I tried it on all three Lugers (two 6" and one 5" barrel) and had exactly the same problem. I have used this ammo in my Inglis and Browning HI Powers and it feeds okay.

I am new to Lugers, this was the first time I had them out. Is it the ammo, if so what do you recommend? Any advice you have would be appreciated.

Thanks, Gunstock
 
I am certainly no Luger expert. But I have heard on numerous occasions that there were quite a few dead German officers during WWII with a jammed Luger in their hand.
 
It's not the gun, it's the ammunition. Lugers require a hotter load than the other pistols mentioned for the toggle to function properly. European 9mm is a lot hotter than blazer ammo. The blazer is just not driving the toggle back far enough to pick up the next round
 
I'm writing this a bit late, but John Sukey is quite right. The Luger round as originally made was a hot, truncated cone. Modern 9mm ammunition comes in so many different forms that it will take some trial-and-error before you find the one that works. And the lockup on the Luger is much stronger than that on more modern guns because of the toggle joint. But hotter and round nose FMJ is your best bet to start with.
 
Medium speed burning powder will fix 80% of the problems. The rest is springs, OAL, magazine, ect.. HS-6 is one I recommend, another is Bullseye.
Majority of today’s HG ammo uses fast burning powder and that create problems in Lugers. Too much of the impulse makes toggle cycle so fast and it creates many problems in Lugers.

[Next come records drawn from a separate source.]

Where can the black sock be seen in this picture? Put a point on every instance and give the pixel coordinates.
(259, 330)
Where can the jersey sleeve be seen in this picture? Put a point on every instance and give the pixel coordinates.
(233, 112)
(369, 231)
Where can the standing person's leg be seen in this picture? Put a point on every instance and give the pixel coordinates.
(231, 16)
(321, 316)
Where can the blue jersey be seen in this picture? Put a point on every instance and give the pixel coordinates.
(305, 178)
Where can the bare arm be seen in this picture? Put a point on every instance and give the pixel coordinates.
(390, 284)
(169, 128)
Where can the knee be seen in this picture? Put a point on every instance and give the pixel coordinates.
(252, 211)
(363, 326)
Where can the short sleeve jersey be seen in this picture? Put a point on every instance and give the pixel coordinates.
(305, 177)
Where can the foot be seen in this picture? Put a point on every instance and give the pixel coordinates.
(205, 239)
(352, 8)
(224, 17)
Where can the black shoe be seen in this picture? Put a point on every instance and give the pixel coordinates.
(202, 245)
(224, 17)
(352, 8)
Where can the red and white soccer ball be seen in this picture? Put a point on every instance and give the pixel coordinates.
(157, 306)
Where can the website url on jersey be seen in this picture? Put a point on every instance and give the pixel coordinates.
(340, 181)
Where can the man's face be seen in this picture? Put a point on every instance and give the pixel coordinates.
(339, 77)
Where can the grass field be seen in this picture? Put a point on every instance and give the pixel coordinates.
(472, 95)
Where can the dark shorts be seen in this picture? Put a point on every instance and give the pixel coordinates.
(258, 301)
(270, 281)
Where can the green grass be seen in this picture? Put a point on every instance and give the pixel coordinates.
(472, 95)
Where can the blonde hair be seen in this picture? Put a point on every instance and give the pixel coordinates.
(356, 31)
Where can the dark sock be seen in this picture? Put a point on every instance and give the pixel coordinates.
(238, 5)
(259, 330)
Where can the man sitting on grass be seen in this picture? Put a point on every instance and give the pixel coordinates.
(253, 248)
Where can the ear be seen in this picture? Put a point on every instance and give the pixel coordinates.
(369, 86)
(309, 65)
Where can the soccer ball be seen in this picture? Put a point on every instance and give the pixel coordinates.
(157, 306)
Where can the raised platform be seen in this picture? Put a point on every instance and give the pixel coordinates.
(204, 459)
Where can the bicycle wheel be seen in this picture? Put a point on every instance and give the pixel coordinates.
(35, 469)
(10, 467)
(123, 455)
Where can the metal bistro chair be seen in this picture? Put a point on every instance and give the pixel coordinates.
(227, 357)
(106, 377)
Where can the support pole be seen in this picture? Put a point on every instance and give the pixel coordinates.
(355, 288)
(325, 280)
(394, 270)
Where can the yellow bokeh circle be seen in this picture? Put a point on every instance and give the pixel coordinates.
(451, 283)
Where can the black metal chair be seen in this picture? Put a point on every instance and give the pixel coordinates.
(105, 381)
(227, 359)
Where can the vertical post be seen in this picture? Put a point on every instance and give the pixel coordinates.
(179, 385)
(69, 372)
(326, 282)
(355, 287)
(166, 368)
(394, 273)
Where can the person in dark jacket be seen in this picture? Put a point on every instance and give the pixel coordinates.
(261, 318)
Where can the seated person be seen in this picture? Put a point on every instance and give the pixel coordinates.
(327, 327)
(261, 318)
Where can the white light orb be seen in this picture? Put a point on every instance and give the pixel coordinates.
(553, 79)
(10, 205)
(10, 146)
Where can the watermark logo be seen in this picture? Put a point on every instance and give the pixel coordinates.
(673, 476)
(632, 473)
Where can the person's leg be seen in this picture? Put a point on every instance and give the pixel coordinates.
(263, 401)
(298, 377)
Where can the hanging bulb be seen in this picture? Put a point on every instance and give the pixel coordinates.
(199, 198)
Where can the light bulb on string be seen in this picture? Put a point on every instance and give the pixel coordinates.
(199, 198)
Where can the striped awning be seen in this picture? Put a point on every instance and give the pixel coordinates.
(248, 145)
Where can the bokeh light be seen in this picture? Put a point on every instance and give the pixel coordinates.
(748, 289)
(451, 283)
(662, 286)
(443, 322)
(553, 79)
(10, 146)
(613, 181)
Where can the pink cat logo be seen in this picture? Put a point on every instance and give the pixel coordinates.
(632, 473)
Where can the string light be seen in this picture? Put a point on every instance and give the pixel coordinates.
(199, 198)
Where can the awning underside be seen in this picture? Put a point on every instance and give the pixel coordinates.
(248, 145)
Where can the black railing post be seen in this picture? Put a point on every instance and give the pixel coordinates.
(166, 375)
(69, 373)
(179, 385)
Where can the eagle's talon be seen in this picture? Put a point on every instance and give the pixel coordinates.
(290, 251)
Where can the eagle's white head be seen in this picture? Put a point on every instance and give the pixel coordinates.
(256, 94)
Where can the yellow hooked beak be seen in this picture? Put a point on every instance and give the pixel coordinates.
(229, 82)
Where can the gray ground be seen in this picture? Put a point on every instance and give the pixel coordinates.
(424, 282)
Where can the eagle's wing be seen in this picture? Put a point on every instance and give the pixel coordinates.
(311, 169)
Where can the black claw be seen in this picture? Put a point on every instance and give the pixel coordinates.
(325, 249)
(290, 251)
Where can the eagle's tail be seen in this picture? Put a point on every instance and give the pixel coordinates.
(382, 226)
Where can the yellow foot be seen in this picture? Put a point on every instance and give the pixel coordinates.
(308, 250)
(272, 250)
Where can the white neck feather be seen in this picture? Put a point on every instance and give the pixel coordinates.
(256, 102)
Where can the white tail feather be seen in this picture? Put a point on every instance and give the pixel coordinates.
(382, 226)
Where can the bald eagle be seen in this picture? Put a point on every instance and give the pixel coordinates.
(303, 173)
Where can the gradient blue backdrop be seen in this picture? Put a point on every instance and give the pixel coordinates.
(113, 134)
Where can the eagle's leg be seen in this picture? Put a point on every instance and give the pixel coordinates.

Do not use hot ammo in your Lugers. You can only damage them. All kinds of breakage will occur.
 
I am not advocating the use of "hot ammo" but rather ammunition loaded to European specs which is definetly hotter than "some" of the stuff on this side of the pond. This is not something "new" Trying a different brand of ammunition may be the easiest solution.
 
I used the wrong term and apologize for the error. The ammunition to use is "hot" only in a comparative way to many US manufactured rounds. It definitely should not be +P or hyper-velocity ammunition. It just needs to provide a recoil impulse stronger than that of the ammunition you've been using. That's what I was trying to get at (although poorly stated) by writing that it will have to be through trial-and-error. The writers who responded with warnings about "hot" ammunition were absolutely correct; it can harm your Luger. And again, I apologize for contributing to confusion by use of the word, "hot". The bullet that the Germans settled on at the beginning of WWI was a round nose of 124 grains, very much like the NATO round in use today.